I really don't want to be a jerk about this and I don't expect perfection, but I do want the work done right. However, if I refuse to budge on this issue perhaps it'll set a quality precedence. The funny thing is that I specifically told them I have high expectations when it comes to workmanship, but clearly they weren't listening.

tkle 12-17-2006 09:57 AM

..or they didn't care.Unfortunatly that's the disadvantage to prebuying a house.Your complaints will also go unheard.When you finally get sick of the whole mess and decide to sell,you'll probably walk away with about twice the profit as compared to a house that you had bought elsewhere.

kcrossley2 12-17-2006 10:35 AM

Quote:

Originally Posted by tkle (Post 27137)
When you finally get sick of the whole mess and decide to sell,you'll probably walk away with about twice the profit as compared to a house that you had bought elsewhere.

Yes, that is true. I haven't even moved in yet and the price has already increased by nearly $40K, but most of that was because I was getting pre-construction pricing.

Bigbricklayer 12-17-2006 11:07 AM

Hi all I also followed this question over here. My question would be how long after the work was done did you take the pictures? The reason I ask is if it was recently layed the mortar joints and the brick will hold moisture.You might want to give it a few days to dry out and it might take on a different appearance.

kcrossley2 12-17-2006 11:31 AM

Quote:

Originally Posted by Bigbricklayer (Post 27147)
Hi all I also followed this question over here. My question would be how long after the work was done did you take the pictures? The reason I ask is if it was recently layed the mortar joints and the brick will hold moisture.You might want to give it a few days to dry out and it might take on a different appearance.

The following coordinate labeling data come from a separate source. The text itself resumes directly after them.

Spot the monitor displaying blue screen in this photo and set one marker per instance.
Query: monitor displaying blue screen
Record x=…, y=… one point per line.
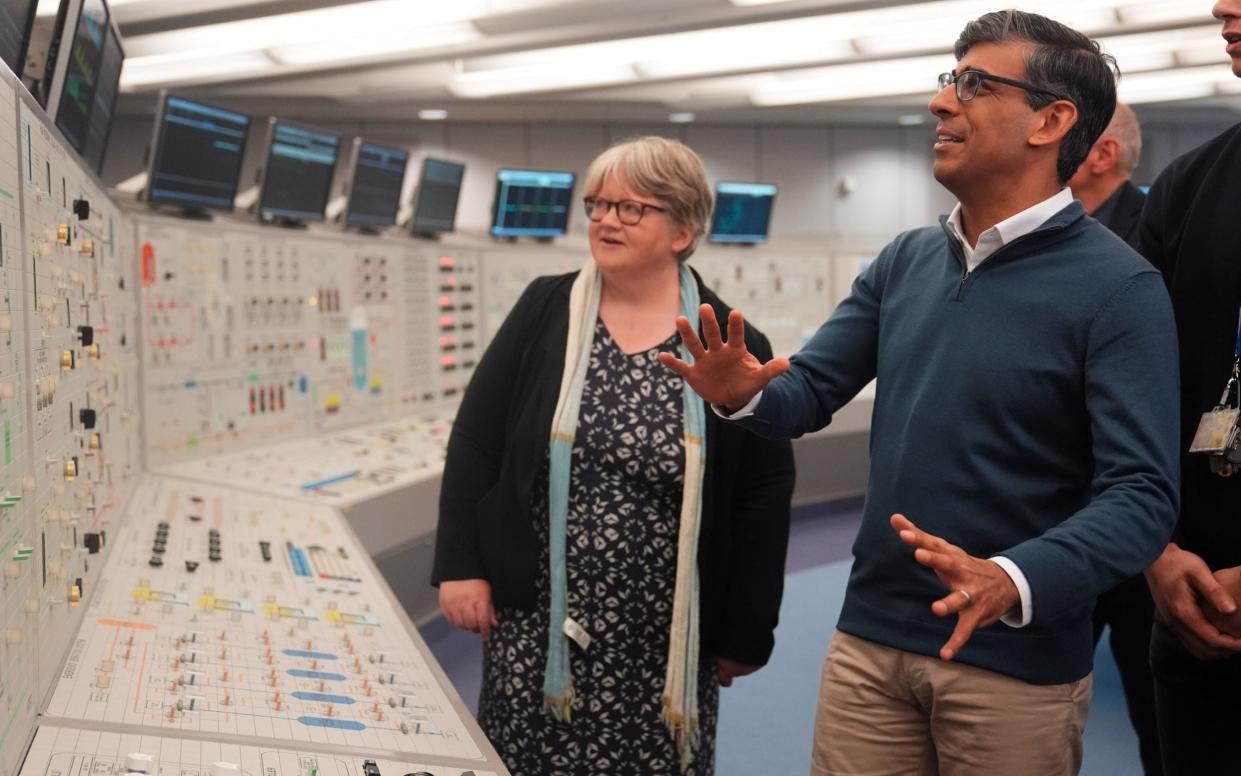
x=742, y=212
x=104, y=101
x=197, y=155
x=16, y=18
x=434, y=207
x=375, y=194
x=83, y=73
x=298, y=178
x=531, y=204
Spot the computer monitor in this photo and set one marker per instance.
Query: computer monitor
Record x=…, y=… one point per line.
x=196, y=154
x=531, y=203
x=297, y=178
x=742, y=212
x=375, y=189
x=16, y=20
x=434, y=204
x=87, y=60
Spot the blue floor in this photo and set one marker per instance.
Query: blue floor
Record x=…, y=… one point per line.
x=766, y=720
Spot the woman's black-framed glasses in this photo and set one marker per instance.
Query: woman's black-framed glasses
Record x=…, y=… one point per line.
x=628, y=211
x=969, y=81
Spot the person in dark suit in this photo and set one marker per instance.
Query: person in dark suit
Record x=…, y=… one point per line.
x=618, y=546
x=1189, y=231
x=1102, y=181
x=1102, y=184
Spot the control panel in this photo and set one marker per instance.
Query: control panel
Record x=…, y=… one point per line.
x=20, y=543
x=66, y=751
x=231, y=613
x=787, y=294
x=339, y=468
x=508, y=273
x=255, y=335
x=67, y=389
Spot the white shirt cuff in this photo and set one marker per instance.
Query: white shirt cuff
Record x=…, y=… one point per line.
x=746, y=411
x=1020, y=616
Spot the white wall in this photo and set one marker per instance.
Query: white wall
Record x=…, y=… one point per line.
x=886, y=169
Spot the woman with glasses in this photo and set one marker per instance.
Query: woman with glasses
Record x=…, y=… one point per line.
x=618, y=548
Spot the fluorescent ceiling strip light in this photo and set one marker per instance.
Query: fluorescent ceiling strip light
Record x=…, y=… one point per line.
x=199, y=66
x=796, y=41
x=1163, y=11
x=1179, y=93
x=375, y=47
x=1178, y=85
x=356, y=21
x=892, y=77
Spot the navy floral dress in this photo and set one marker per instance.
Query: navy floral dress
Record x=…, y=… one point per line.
x=623, y=519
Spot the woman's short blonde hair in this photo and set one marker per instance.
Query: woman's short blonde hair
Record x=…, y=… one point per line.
x=668, y=170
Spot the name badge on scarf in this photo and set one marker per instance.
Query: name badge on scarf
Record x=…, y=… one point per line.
x=1219, y=431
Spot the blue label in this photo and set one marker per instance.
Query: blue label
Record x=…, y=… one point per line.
x=315, y=674
x=323, y=721
x=360, y=359
x=323, y=698
x=305, y=653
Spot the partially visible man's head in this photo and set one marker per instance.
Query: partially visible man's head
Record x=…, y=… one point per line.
x=1061, y=61
x=1115, y=155
x=1229, y=11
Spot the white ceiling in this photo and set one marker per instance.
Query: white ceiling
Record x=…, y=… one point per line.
x=623, y=60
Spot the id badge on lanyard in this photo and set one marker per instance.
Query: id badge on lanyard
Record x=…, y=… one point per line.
x=1219, y=431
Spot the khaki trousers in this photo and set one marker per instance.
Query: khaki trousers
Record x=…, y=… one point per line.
x=884, y=712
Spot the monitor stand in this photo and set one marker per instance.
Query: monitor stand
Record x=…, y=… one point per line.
x=284, y=222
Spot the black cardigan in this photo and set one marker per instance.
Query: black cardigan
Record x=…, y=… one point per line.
x=499, y=443
x=1126, y=214
x=1189, y=230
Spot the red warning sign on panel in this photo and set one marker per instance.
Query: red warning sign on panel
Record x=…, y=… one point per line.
x=148, y=265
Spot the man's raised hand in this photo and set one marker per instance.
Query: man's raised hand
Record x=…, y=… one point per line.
x=724, y=374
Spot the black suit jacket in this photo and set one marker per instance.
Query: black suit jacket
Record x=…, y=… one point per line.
x=1190, y=231
x=498, y=447
x=1124, y=215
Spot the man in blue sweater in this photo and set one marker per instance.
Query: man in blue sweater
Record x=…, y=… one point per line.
x=1024, y=441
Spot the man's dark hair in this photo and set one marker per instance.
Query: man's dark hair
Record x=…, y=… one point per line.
x=1064, y=62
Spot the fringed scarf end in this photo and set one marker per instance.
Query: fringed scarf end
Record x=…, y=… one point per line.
x=685, y=736
x=561, y=708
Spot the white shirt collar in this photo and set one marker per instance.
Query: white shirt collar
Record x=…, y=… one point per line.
x=1009, y=229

I really don't know. I live about 2 hours from the new home site so I only get down there about once a month. Everything seemed really dry though. I wonder if it would make sense to ask Nash Brick about this.

Tscarborough 12-17-2006 03:25 PM

The brick manufacturer will tell you exactly what I did. Some manufacturers even put the boxing instructions on the labels of the cubes. They will take no responsability, nor should they. That said, it will not be noticed by 90% of the people that look at the house anyway.

kcrossley2 12-17-2006 04:00 PM

Quote:

Originally Posted by Tscarborough (Post 27113)
When done, you get a job like the model home, when it is not, you get the job done on your home.

So based on your response this is clearly an error on the brick mason's behalf? How difficult would it be to have them rip out the back part of the house and re-brick it properly? Can this be done without damaging the foundation?

Tscarborough 12-17-2006 04:03 PM

It is not an error, it is poor training. If you were to take it to court, you would lose.